Nonetheless, while Altria is a troubled stock on some levels, its more prominent issues do not relate to its finances. Considering the continuing long-term growth of its payout, income investors could profit from taking a position in this tobacco stock.

The state of Altria and its payout

Since the Surgeon General's report on the dangers of smoking came out in 1964, both governments and social groups have campaigned against tobacco. Moreover, Altria has faced numerous lawsuits as medical professionals tied millions of deaths to tobacco use. Settling these cases cost the company billions of dollars over the last few decades.

However, none of these challenges prevented Altria from offering more passive income. After approving a 4.4% dividend increase earlier this year, Altria's annual payout now stands at $3.76 per share.

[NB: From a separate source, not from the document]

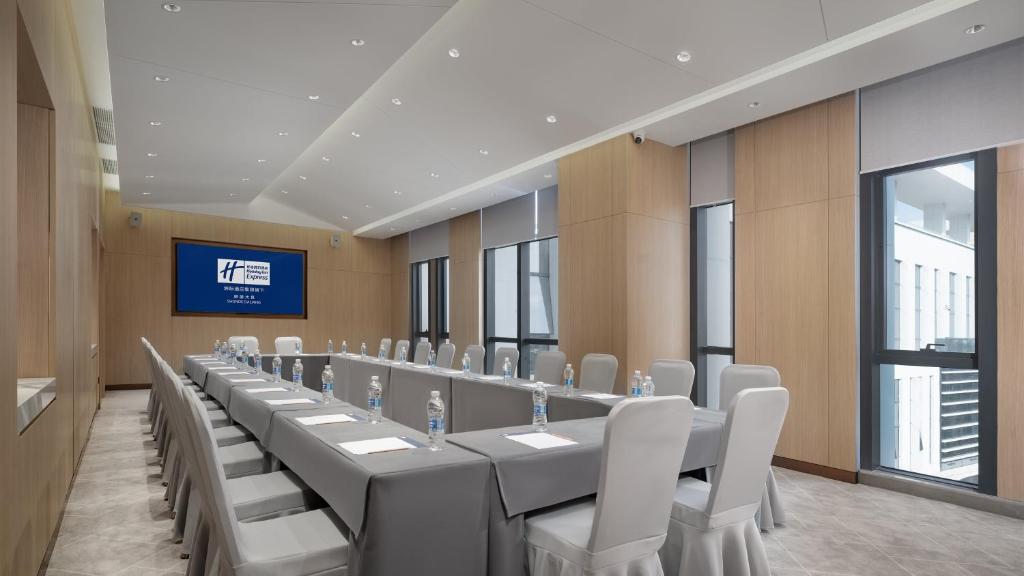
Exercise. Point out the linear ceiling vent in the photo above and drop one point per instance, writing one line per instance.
(104, 125)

Also, its annual payout has risen in 30 of the past 33 years. The only reason it is not a Dividend Aristocrat is that it cut its dividend in 2007 and 2008 amid the spinoffs of Kraft (now a part of Kraft Heinz) and Philip Morris International.

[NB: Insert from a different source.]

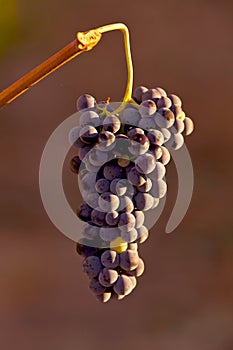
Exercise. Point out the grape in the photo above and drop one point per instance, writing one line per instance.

But despite the increases, Altria's payout is showing some signs of strain. It spent about $3.3 billion on dividends in the first half of 2022. This exceeded the $2.5 billion in free cash flow generated for the year. Although the company holds almost $2.6 billion in cash, the size of the dividend may be placing some strain on the company.

Still, the dividend has arguably become the primary reason to own the stock. Over the last five years, Altria has dramatically underperformed the S&P 500, and also experienced significant multiple expansion. It currently trades at an earnings multiple of 42, well above the P/E ratio of 8 from five years ago. And this multiple expansion has occurred over a time when smoking rates have declined. That rate stood at 12.5% in 2020, down from almost 21% in 2005.

How Altria profits

While that decline may hurt Altria, the addictive nature of its product has given the company pricing power despite declining use. The average price of a pack of cigarettes has risen to $8 per pack, according to the World Population Review. Moreover, the St. Louis Federal Reserve estimates 9% inflation for the tobacco industry over the last year.

Altria has also worked to diversify its business. Its 10% stake in Anheuser-Busch InBev gives it roughly a $9.4 billion position in the producer of Budweiser and other popular alcoholic beverages. Also, while a 45% stake in Cronos Group brought losses recently, analysts at Grand View Research forecast a compound annual growth rate of 26% for the global cannabis industry through 2030. That rate of increase and Altria's expertise in a similar industry could make this a profitable partnership.

Admittedly, not all diversification efforts have succeeded -- Juul faces ongoing legal challenges with the Food and Drug Administration. But if the company can continue to diversify, it should bolster Altria and its rising dividend.

Making sense of Altria's dividend

Altria has defied the odds and become one of the more powerful dividend growth stories in American business today. Indeed, the stock appears pricey, and its dividend has become more of a burden recently.

Still, its long track record of payout hikes bodes well for income investors. As the company diversifies into new revenue streams, it should continue to provide a lucrative source of income for dividend investors.